MKL provider : OSX vs Windows performance

lionpeloux commented 8 years ago

Hello,

I've started a simple bench. I need to do lots of vector computations for a spring-mass system. For a standard system, my algorithm will run about 1e5 iterations moving about 1e4 points (x,y,z) at each iterations.

I'm investigating how the MKL provider could speed up of my computations. I'm also investigating 2 different layouts for my data structure :

Array of Structure (AoS)
Structure of Arrays (SoA)

based on A Guide to Vectorization with Intel® C++ Compilers :

The most common and likely well known data structure is the array, which contains a contiguous collection of data items that can be accessed by an ordinal index. This data can be organized as an Array Of Structures (AOS) or a Structure Of Arrays (SOA). While AOS organization is excellent for encapsulation it can be poor for use of vector processing. Selecting appropriate data structures can also make vectorization of the resulting code more effective.

I've remarked, using the sample of code given bellow, that performance is very different between Mono Mac and Windows with the MKL provider.

The bench does pointwise multiplication of double vectors of size N = 10000.

For the AoS layout, the data is organized in a jagged array double[1000][10].
For the SoA layout, the data is organized in a single array or mathnet.vector double[10000].

Here are the results. CPU timing is given in ns per elementary operation (= total CPU time in s x 1e9 / N).

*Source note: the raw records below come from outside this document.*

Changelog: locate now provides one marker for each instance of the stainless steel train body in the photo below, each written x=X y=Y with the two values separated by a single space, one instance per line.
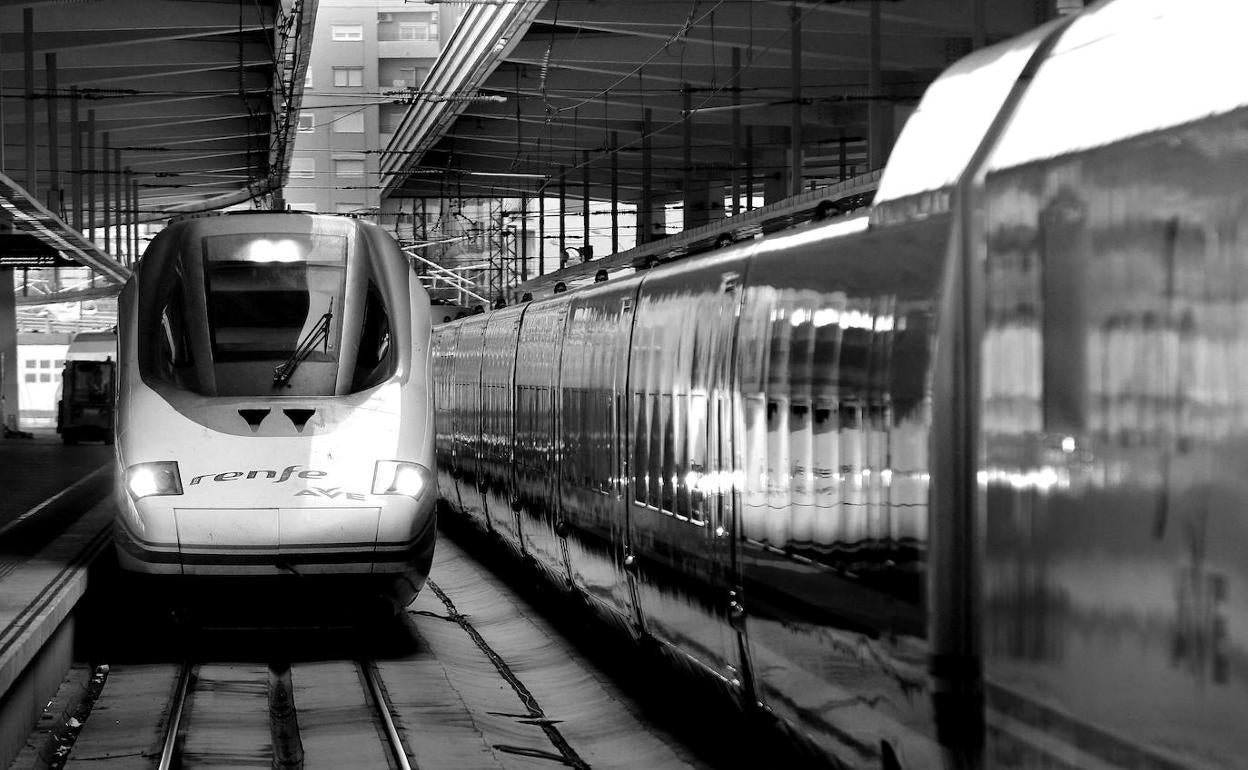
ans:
x=959 y=483
x=275 y=407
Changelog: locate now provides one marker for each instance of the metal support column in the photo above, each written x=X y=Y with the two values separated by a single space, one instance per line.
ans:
x=645 y=211
x=735 y=162
x=75 y=160
x=54 y=137
x=795 y=95
x=749 y=167
x=542 y=231
x=615 y=194
x=687 y=154
x=563 y=215
x=89 y=165
x=120 y=201
x=106 y=184
x=879 y=116
x=584 y=202
x=132 y=189
x=524 y=238
x=28 y=59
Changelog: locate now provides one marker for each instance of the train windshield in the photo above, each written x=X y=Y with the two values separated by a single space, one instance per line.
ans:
x=273 y=303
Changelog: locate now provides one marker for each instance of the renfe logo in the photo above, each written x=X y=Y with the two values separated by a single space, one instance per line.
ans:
x=236 y=474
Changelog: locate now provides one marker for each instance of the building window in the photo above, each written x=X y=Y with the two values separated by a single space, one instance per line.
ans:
x=422 y=26
x=346 y=33
x=348 y=166
x=348 y=122
x=302 y=167
x=348 y=76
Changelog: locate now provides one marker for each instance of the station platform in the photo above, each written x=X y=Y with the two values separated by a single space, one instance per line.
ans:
x=55 y=512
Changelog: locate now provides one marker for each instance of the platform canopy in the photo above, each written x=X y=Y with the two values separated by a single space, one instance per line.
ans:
x=528 y=94
x=194 y=97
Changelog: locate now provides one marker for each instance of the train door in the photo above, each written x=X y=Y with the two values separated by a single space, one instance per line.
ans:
x=679 y=506
x=834 y=373
x=494 y=479
x=593 y=378
x=467 y=417
x=444 y=341
x=86 y=401
x=537 y=453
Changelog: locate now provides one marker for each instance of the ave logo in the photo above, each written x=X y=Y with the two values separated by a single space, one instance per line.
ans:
x=331 y=493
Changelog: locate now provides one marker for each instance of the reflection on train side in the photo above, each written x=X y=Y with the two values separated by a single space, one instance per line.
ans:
x=1115 y=398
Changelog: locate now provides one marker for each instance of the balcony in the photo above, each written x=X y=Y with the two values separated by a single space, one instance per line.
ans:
x=407 y=49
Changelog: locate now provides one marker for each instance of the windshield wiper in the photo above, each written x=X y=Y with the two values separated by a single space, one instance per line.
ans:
x=318 y=333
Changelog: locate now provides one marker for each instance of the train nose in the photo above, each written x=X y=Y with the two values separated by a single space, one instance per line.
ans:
x=285 y=531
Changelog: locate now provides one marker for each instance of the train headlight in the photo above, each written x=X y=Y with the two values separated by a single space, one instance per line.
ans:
x=396 y=477
x=146 y=479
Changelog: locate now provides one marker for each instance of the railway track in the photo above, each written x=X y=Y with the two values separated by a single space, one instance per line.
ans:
x=462 y=679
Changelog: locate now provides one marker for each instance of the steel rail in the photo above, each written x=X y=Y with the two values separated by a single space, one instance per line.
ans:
x=375 y=689
x=175 y=718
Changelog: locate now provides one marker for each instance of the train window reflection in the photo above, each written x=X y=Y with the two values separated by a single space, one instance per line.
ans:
x=263 y=311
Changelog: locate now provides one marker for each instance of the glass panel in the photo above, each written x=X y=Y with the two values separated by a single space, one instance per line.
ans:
x=265 y=295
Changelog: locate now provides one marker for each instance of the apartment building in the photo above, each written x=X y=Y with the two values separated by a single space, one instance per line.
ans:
x=367 y=59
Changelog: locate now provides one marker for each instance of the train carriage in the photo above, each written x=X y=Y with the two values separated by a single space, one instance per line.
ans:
x=275 y=408
x=959 y=482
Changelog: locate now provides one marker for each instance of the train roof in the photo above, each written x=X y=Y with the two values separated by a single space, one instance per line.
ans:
x=1120 y=69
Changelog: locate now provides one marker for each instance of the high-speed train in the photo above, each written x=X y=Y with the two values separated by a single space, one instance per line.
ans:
x=957 y=483
x=275 y=407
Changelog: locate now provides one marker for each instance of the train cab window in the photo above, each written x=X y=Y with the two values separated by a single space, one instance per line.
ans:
x=275 y=303
x=174 y=357
x=373 y=360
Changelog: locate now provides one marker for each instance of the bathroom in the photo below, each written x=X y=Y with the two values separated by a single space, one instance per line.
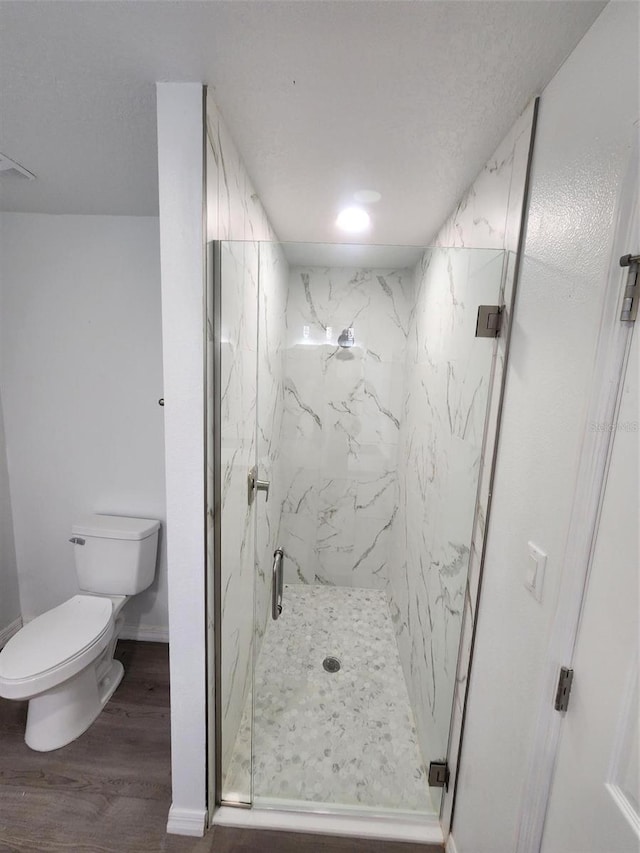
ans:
x=101 y=353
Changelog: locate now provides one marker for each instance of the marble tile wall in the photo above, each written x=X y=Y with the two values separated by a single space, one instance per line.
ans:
x=234 y=214
x=448 y=428
x=341 y=423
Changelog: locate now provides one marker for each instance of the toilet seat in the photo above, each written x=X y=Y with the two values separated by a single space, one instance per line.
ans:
x=55 y=646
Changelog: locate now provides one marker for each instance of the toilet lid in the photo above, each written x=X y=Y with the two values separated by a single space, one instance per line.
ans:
x=56 y=636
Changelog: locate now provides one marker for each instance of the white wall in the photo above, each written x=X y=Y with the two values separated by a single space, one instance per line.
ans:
x=587 y=117
x=81 y=369
x=181 y=173
x=9 y=592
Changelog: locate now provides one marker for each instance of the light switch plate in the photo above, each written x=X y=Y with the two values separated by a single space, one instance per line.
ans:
x=534 y=573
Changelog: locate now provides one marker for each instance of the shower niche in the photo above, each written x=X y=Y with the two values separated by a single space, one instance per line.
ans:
x=351 y=380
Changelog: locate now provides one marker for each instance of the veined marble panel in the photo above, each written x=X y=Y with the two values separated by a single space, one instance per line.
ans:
x=441 y=438
x=341 y=422
x=428 y=605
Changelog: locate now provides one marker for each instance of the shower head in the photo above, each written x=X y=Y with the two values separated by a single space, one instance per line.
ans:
x=346 y=338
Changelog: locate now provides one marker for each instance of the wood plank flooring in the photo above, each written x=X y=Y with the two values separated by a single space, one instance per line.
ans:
x=110 y=790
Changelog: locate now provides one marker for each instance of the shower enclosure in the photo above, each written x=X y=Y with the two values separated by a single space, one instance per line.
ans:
x=350 y=391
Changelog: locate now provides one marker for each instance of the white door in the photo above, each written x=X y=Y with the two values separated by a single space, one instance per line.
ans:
x=594 y=804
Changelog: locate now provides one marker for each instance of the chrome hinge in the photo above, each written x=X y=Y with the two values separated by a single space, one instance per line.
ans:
x=438 y=774
x=565 y=680
x=630 y=297
x=489 y=321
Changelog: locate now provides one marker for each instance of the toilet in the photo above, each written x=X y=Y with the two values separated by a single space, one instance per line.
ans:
x=62 y=661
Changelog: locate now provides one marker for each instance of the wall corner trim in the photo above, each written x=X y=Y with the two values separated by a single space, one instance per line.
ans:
x=191 y=822
x=450 y=846
x=9 y=631
x=145 y=633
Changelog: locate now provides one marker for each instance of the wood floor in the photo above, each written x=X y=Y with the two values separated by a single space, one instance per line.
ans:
x=110 y=790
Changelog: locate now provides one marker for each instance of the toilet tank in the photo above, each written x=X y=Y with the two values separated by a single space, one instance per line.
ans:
x=115 y=555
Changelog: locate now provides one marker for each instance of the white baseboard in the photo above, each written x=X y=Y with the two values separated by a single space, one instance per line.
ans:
x=144 y=633
x=187 y=822
x=451 y=845
x=9 y=631
x=385 y=829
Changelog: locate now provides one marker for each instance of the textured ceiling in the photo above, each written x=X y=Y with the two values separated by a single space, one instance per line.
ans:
x=322 y=98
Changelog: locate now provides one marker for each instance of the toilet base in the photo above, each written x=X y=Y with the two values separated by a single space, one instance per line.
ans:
x=62 y=714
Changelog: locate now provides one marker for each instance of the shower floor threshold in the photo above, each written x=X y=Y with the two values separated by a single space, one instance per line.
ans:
x=360 y=823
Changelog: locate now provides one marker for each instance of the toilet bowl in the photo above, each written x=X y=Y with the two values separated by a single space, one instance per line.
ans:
x=62 y=661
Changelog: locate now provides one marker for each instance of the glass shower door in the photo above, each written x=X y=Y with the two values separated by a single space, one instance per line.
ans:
x=237 y=331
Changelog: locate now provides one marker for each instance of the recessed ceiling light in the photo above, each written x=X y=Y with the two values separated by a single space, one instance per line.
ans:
x=353 y=219
x=367 y=196
x=9 y=168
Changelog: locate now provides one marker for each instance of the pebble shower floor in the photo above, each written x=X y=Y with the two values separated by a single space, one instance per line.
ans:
x=338 y=738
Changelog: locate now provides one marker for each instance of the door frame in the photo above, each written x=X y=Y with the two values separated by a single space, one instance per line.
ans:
x=614 y=341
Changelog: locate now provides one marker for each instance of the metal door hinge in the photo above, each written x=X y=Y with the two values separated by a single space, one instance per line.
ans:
x=630 y=297
x=489 y=321
x=565 y=680
x=438 y=774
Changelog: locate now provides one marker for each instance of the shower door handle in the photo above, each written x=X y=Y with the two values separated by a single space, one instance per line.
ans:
x=277 y=584
x=256 y=485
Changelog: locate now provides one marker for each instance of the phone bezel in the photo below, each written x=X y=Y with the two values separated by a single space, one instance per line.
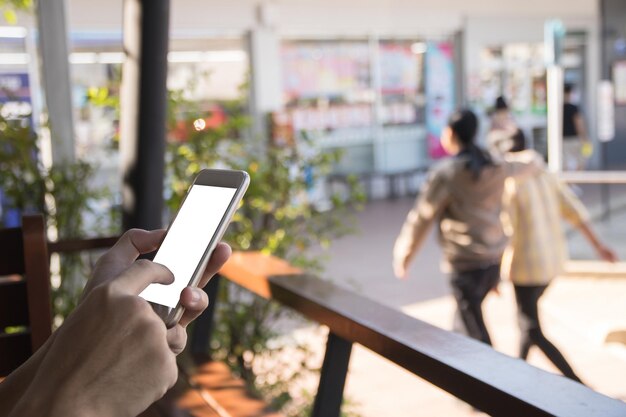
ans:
x=217 y=178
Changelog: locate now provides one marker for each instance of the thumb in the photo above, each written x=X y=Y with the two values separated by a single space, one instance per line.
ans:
x=142 y=273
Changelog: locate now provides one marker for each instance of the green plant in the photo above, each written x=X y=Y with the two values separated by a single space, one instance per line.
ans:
x=11 y=7
x=62 y=193
x=277 y=218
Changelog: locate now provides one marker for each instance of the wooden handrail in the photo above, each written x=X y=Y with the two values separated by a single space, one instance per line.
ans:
x=77 y=245
x=472 y=371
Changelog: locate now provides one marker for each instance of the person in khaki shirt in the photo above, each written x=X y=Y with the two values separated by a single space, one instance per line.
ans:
x=536 y=253
x=463 y=195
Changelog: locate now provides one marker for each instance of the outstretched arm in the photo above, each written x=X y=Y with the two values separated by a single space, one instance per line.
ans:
x=603 y=252
x=433 y=198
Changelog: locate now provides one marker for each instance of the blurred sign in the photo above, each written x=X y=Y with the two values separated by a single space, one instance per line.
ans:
x=619 y=78
x=554 y=33
x=15 y=100
x=606 y=111
x=439 y=93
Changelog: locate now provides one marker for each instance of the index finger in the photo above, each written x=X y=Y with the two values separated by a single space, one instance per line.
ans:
x=140 y=274
x=132 y=244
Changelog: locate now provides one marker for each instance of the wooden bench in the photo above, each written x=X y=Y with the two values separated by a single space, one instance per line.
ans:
x=205 y=389
x=469 y=370
x=25 y=306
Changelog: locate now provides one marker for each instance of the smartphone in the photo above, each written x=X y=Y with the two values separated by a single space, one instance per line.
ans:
x=192 y=236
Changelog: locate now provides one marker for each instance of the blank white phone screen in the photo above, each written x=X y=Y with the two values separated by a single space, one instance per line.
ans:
x=187 y=239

Results for MAC MONO under Yosemite (macbook core i7)
AOS (naive loop) = 6,46 ns/elop
AOS (mathnet managed) = 24,31 ns/elop
AOS (mathnet mkl) = 32,32 ns/elop
SOA (naive loop) = 4,9 ns/elop
SOA (mathnet managed) = 4,26 ns/elop
SOA (mathnet mkl) = 21,36 ns/elop

Results for Windows 7 via VMWARE (macbook core i7)
AOS (naive loop) = 7,19 ns/elop
AOS (mathnet managed) = 19,2 ns/elop
AOS (mathnet mkl) = 14,49 ns/elop
SOA (naive loop) = 4,12 ns/elop
SOA (mathnet managed) = 4,92 ns/elop
SOA (mathnet mkl) = 0,52 ns/elop

Do you know why there's a huge difference between Mac Mono and Windows with the basic pointwise multiplication (x40) ?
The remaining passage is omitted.